Quite often it useful to have some random data that has a certain structure to test and develop algorithms when no real data is readily available.

```library(dplyr)
# set the random number seed to make the data set repeatable
set.seed(0)

# two parameters for the size of the internal and external nodes
externalN <- 5
internalN <- 2
maxNodeName <- 10
minNodeName <- 4

# We want to create two lists with node names
# and an Id, the name names are random
# strings between 4 and 10 characters long.
# http://stackoverflow.com/questions/29344795/generating-a-random-sequence-of-multiple-characters-in-r
# stringi::stri_rand_strings(10, as.integer(runif(10,4,10)))
#
externalNodes <- data.frame(idExternal=1:externalN, nodeExternal=stringi::stri_rand_strings(externalN, as.integer(runif(externalN,minNodeName,maxNodeName))),
stringsAsFactors = F)

internalNodes <- data.frame(idInternal=1:internalN, nodeInternal=stringi::stri_rand_strings(internalN, as.integer(runif(internalN,minNodeName,maxNodeName))),
stringsAsFactors = F)

# now we do a full merge of the dataframes to get all possible combinations
# http://stackoverflow.com/questions/10600060/how-to-do-cross-join-in-r

combinations <- (merge(internalNames,externalNames,all = T))
```

This script creates two lists with names that are between 4 and 10 characters long with a numerical id. The `merge()` generates a list with possible combinations (aka cross join) of the names in both lists.

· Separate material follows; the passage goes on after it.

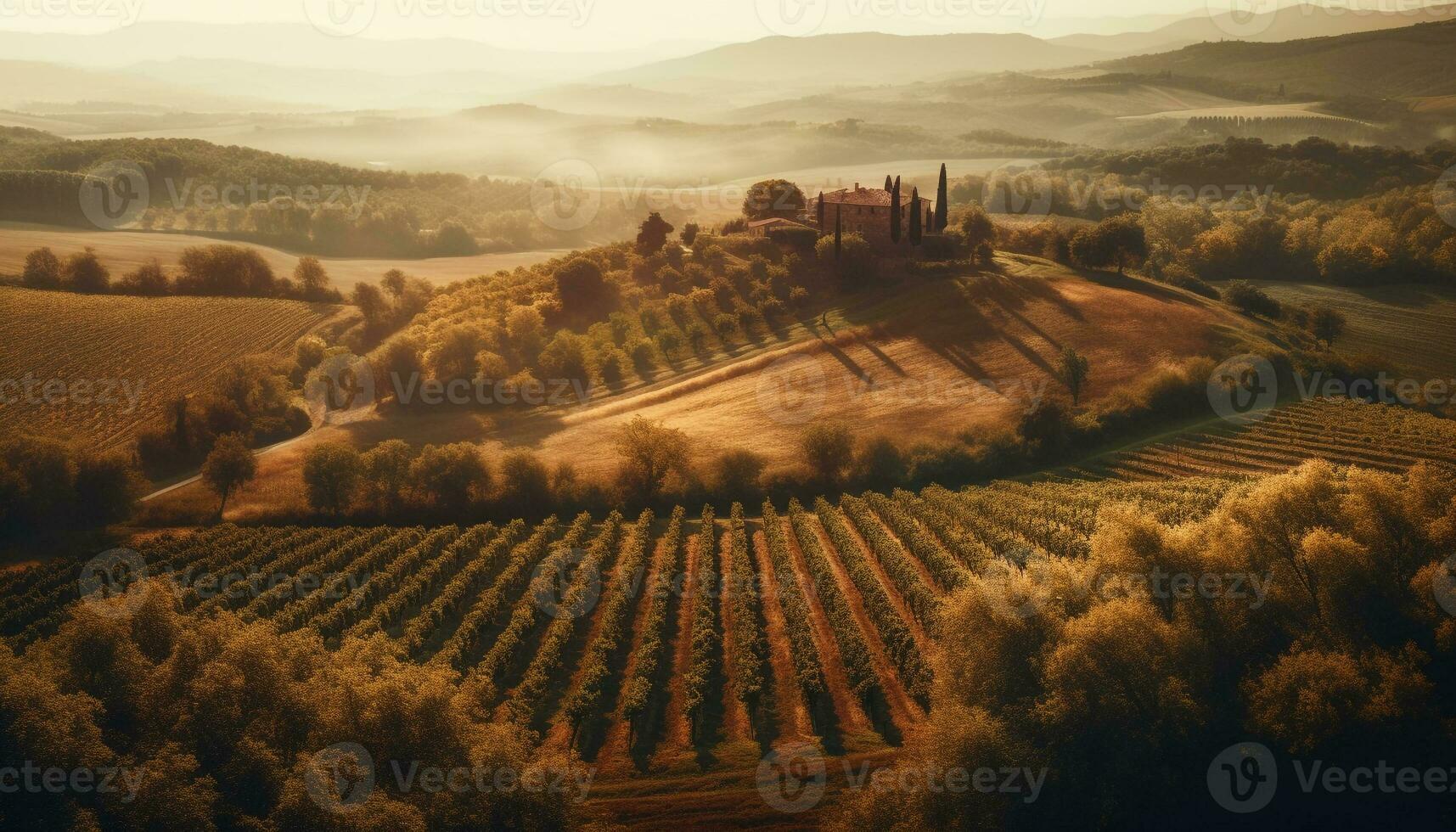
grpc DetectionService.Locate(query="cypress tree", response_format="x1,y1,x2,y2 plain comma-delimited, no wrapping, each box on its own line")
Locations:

Now it’s possible to compare the names in the list one by one. We create a simple function for this:

```# http://www.joyofdata.de/blog/comparison-of-string-distance-algorithms/
psim <- function(string1, string2)
{
fsimp <- NA
fsimp <- as.numeric(adist(string1, string2, partial = T))
fsim <- NA
simfun <- data.frame(fsimp = fsimp, fsim = fsim)
return(simfun)
}
```

and then apply it using dyplr.

```combinations <- combinations %>% group_by(id,idI) %>%
mutate(psim = as.numeric(adist(nameI, name, partial = T))) %>%
```

On a Linux machine this could also be done in parallel (assuming there is more than one CPU) using the parallel library.

```library(parallel)
system.time(
combinations <- bind_cols(combinations, as.data.frame(t(mcmapply(psim,combinations\$nameI,
combinations\$name, mc.cores = 32))))
)
```

This results in two new columns in the combination data frame listing the two different distance measures calculated in `psim()`.